Hi, I am currently trying to use the LPDNet in my environment. I have downloaded the LPDNet_usa_pruned_tao5.onnx file and understood it is based on detectnet_v2.
I cannot, however, figure out how to run the inference using onnxruntime in python, and specifically process the outputs…
I tried following the python script from this topic: Run PeopleNet with tensorrt - #21 by carlos.alvarez
But it seems as the trt engine return a continuous array that the onnx does not.

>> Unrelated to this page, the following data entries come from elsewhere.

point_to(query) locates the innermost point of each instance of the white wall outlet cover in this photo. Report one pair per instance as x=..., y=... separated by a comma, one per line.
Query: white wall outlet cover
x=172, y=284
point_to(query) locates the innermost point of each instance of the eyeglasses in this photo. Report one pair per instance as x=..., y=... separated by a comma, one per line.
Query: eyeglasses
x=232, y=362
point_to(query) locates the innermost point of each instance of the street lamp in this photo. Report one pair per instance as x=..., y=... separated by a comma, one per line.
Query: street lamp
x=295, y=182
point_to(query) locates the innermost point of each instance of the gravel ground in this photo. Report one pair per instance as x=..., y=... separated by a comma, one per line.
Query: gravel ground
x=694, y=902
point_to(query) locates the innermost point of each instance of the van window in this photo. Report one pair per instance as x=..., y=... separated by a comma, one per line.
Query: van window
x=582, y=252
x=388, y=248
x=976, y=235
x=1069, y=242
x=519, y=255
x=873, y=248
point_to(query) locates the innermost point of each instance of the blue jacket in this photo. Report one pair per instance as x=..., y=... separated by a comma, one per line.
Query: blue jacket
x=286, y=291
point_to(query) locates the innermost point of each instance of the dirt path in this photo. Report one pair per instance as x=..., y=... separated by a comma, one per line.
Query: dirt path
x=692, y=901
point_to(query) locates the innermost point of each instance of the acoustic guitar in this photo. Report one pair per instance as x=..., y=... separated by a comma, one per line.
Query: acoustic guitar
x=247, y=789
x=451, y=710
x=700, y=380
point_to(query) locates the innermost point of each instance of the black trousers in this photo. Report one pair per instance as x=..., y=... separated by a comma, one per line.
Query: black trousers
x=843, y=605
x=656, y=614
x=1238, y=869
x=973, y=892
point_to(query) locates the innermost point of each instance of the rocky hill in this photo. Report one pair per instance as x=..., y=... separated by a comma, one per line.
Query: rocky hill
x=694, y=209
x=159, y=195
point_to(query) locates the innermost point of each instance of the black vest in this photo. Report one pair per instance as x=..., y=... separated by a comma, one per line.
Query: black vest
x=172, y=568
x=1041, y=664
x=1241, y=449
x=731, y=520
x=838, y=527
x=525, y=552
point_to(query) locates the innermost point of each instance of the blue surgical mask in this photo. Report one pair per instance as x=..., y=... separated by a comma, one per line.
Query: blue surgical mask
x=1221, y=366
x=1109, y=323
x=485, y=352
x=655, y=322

This is my preprocessing function:
image = Image.fromarray(np.uint8(arr))
image_resized = image.resize(size=(self.model_w, self.model_h), resample=Image.BILINEAR)
img_np = np.array(image_resized, dtype=np.float32)HWC → CHW
img_np = img_np.transpose((2, 0, 1))
Normalize to [0.0, 1.0] interval (expected by model)
img_np = (1.0 / 255.0) * img_np
img_np = np.expand_dims(img_np, axis=0)
return img_np
I figured the modle input is (1, 3, 480, 640). In addition the arr variable is an RGB image (read through cv2 and converted from BGR to RGB).
I inference using:
input_dict = {}
input_dict[inputs.name] = data
outs = self.predictor.run(self.outputs, input_dict)
return outs
(inputs.name = ‘inputs_1:0’ and self.outputs = None)
the outs i get is a list consisting of:
[np.ndarray(shape=(1,1,30,40)), np.ndarray(shape=(1,4,30,40))]
I’m guessing the first array is the confidences and the second is the boxes. But how do i postprocess this into actual results…? In addition the maximum confidence I get is 0.000146…
Thanks alot.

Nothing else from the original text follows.